I am a lawyer by profession and I also work with a few NGOs. For this, I have to educate people about their rights.
During one of my lectures for a community, which comprised mainly of elderly women doing social work, I came across a very interesting situation.
One of the elderly ladies stood up and told the class that she wanted to share her experience of the law and the judiciary. She told us that whenever she would board the train from Virar station, she used to come across a few beggars with small children, who were always sleeping. After a few days, she decided to confront them as she felt that something was fishy. Subsequently, she decided to file a police complaint. She reported the case to the railway police station – and then forgot about the matter.
Days passed by – but she was frustrated that the police had not acted on her complaint. Finally, she decided that the police was corrupt and that this country would not change. Ever since, she has repeatedly narrated the same story to all the people she has met.
Then came the most interesting part of the conversation.
Annu Aunty: “This is the reason I say this entire country is corrupt. The police do not work without bribery…”
Me: “Aunty, do you have a copy of the complaint you filed with them?”
Annu Aunty: “What complaint copy?”
Me: “Aunty, when you said that you had filed a complaint, it means that you must have given them something in writing and they must have acknowledged it. Some paper work must also have been done. Do you remember the name of the inspector who was there?”
Annu Aunty: “No, beta. I just met a police constable, told him about this thing and went away. I never saw him again on that platform. I don’t understand about this complaint and all. I only talked to him and walked away.”
This lack of knowledge of legal procedures is the reason why complaints are not registered.
There are children who live with their families on the street. Some of these street children are ones who were kidnapped or sold for a very petty amount. Some of them are children of migrant workers, who are unaware of their surroundings and the situation they are in.
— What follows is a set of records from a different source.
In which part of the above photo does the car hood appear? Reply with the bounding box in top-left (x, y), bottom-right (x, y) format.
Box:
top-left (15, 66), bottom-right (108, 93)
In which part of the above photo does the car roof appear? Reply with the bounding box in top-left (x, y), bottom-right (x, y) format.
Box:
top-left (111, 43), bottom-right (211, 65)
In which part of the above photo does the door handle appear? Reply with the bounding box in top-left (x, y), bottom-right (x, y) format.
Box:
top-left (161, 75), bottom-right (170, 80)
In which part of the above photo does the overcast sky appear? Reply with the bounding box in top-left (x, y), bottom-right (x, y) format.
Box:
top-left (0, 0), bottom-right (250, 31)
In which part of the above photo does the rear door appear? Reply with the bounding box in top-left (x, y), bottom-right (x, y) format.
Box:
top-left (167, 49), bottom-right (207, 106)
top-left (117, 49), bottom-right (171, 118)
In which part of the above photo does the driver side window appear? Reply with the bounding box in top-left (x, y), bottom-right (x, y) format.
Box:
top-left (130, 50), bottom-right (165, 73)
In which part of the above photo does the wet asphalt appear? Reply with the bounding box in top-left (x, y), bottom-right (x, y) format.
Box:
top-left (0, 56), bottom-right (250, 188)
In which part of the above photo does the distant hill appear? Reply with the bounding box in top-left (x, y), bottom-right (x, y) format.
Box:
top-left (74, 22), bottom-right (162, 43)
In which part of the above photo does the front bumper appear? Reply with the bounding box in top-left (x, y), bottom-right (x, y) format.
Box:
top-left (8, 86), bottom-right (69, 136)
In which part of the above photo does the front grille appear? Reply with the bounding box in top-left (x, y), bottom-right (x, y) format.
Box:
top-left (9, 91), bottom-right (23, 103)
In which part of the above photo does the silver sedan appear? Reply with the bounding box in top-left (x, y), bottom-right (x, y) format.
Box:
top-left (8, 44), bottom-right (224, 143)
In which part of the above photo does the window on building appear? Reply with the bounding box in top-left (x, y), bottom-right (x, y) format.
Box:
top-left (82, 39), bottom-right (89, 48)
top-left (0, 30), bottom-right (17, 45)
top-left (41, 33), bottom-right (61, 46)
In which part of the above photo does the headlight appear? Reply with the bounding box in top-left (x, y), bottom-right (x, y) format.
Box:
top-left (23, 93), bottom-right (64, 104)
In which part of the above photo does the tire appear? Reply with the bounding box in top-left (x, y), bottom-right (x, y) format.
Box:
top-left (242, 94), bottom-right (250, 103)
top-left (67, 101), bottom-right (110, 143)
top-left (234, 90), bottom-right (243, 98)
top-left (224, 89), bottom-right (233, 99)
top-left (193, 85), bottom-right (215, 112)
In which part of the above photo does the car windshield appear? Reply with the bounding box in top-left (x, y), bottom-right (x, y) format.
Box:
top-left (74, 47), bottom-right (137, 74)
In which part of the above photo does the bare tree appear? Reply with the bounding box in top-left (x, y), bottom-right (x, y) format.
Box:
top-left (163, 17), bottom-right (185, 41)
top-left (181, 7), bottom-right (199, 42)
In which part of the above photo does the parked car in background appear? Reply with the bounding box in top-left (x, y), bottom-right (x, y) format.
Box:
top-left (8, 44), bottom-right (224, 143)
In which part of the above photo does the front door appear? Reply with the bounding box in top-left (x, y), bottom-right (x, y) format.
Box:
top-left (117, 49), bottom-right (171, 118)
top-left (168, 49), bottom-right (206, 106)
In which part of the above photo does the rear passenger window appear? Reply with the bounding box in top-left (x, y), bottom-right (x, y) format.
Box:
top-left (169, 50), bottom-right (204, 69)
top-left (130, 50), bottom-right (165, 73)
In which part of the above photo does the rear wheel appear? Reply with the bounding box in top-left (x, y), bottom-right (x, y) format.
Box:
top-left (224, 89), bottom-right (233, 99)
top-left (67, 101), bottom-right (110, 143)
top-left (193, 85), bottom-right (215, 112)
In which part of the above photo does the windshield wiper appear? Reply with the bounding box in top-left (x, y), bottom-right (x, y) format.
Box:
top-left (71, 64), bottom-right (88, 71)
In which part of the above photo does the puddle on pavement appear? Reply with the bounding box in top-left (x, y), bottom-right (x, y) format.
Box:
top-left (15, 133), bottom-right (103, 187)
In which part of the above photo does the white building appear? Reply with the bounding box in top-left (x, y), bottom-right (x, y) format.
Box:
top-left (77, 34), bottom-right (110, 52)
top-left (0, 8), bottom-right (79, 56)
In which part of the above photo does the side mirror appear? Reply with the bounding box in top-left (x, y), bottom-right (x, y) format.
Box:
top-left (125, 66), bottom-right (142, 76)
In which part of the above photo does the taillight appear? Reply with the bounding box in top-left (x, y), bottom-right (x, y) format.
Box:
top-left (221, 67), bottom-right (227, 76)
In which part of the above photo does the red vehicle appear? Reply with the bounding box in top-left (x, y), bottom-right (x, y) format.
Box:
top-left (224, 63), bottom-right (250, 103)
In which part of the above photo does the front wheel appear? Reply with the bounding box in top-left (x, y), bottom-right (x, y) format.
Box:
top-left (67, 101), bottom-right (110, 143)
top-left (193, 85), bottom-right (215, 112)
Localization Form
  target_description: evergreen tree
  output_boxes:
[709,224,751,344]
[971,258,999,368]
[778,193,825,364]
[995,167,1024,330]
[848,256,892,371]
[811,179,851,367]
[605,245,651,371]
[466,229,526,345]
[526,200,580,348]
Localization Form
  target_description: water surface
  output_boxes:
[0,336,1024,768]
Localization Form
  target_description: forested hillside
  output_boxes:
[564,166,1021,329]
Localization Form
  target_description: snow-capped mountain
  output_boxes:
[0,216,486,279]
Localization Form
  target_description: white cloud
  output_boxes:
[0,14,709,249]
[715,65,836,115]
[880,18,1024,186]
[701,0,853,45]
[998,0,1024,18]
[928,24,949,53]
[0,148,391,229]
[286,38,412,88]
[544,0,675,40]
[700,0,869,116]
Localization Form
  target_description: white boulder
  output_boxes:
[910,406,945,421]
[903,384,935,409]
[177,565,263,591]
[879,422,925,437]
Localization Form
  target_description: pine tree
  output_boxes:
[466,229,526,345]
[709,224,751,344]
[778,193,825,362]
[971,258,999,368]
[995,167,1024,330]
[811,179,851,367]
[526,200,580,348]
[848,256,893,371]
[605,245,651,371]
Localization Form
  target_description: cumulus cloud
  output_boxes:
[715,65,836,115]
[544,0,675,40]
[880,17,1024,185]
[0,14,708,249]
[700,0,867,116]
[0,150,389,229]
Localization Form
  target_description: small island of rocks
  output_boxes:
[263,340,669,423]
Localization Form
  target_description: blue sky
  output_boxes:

It should be noted that these children are vulnerable and can easily be influenced by criminals. They often get addicted to drugs and other vices, because of their vulnerability and hunger to satisfy physical and emotional needs. They also often become victims of prostitution or sexual abuse.
Many a times, these children are self-employed – they are rag pickers, errand boys for different shopkeepers or bootleggers, or are victims of child labour. They are subject to the worst kind of hardships that you can think of – from being underpaid to working for 16 hours per day under hazardous conditions.
If you come across any such case you would like to complain about, these are the following steps that you need to follow:-
1. Report to the nearest police station. File a proper complaint. The police and the judiciary do not work the way they are shown in movies. There is a procedure.
2. If you see a street child who has been forced into begging or is being trafficked, click a photo. But you should also intervene and make the necessary noise. Do remember that an offender is always scared of the mob. Many a times, these offenders traffic the children using public transport.
3. Get in touch with NGOs such as CHILDLINE, which deal with such cases.
Maybe your one voice may change someone’s life!